Publication year - 2011
Publication title -
neurogastroenterology and motility
Language(s) - English
Resource type - Journals
SCImago Journal Rank - 1.489
H-Index - 105
eISSN - 1365-2982
pISSN - 1350-1925
DOI - 10.1111/j.1365-2982.2011.01786.x
Subject(s) - reflux esophagitis , reflux , medicine , gastroenterology , association (psychology) , esophagitis , disease , psychology , psychotherapist
Background Obesity has been associated with reflux esophagitis. However, the association of metabolic syndrome with reflux esophagitis remains unknown. Methods A case‐control study of 372 subjects undergoing upper endoscopy during health checkups was conducted (182 patients with reflux esophagitis vs 190 age and gender‐matched controls). We further measured their height, weight, waist circumference, hip circumference, blood pressure, triglyceride, high‐density lipoprotein, and fasting blood glucose.
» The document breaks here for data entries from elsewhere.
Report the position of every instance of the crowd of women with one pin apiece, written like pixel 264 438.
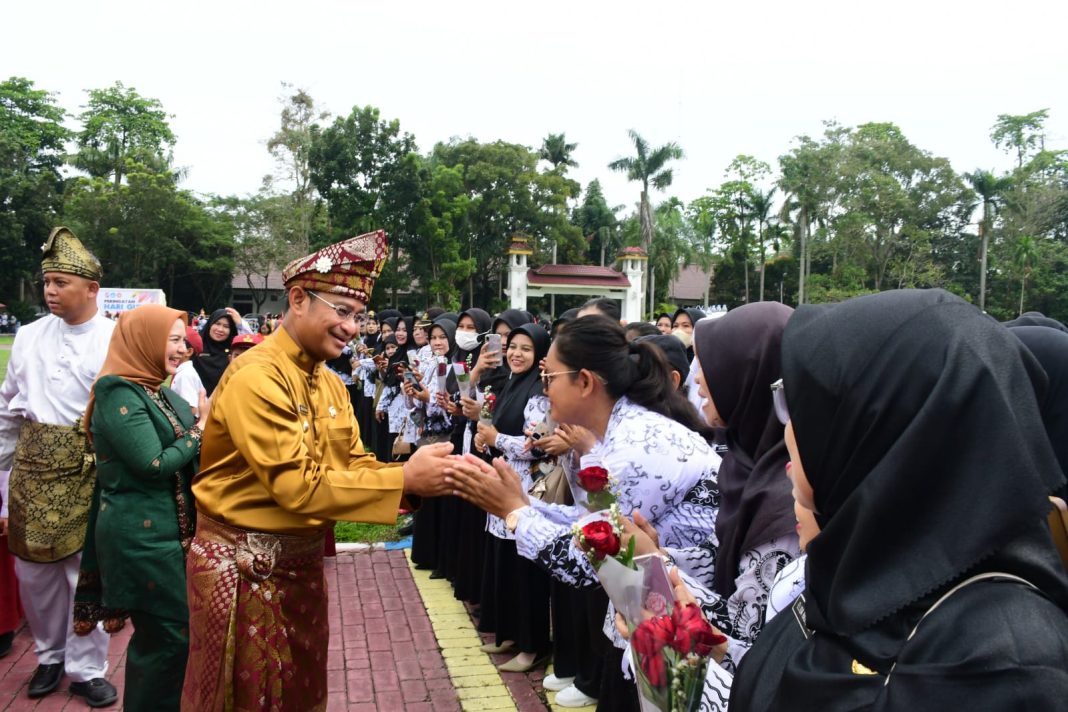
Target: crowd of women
pixel 899 440
pixel 906 442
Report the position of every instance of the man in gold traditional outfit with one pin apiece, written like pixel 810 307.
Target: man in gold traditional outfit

Multivariable linear regression analysis was used to identify the independent risk factors associated with the presence of reflux esophagitis. Key Results Reflux esophagitis cases showed higher mean waist circumference (81.37 ± 0.68 vs 79.36 ± 0.70, P < 0.05), waist hip ratio (0.86 ± 0.01 vs 0.84 ± 0.01, P < 0.05) and fasting blood glucose (5.59 ± 0.10 vs 5.32 ± 0.08, P < 0.05) than those in controls. When adjusted for gender and age, multivariate analysis demonstrated that there was a positive dose‐response relationship between reflux esophagitis and waist hip ratio (men: OR 3.41, 95% CI 1.52–7.62, women: OR 3.37, 95% CI 1.61–7.06), triglyceride (OR 2.07, 95% CI 1.12–3.82), fasting blood glucose (OR 1.81, 95% CI 1.12–2.94), and metabolic syndrome (OR 2.01, 95% CI 1.15–3.50), there was an inverse dose‐response relationship between reflux esophagitis and high‐density lipoprotein for men (OR 0.36, 95% CI 0.15–0.85). Conclusions & Inferences High waist hip ratio, triglyceride, fasting blood glucose, and metabolic syndrome were associated with increased risk factors for reflux esophagitis while high high‐density lipoprotein for men correlated with a reduced risk of reflux esophagitis.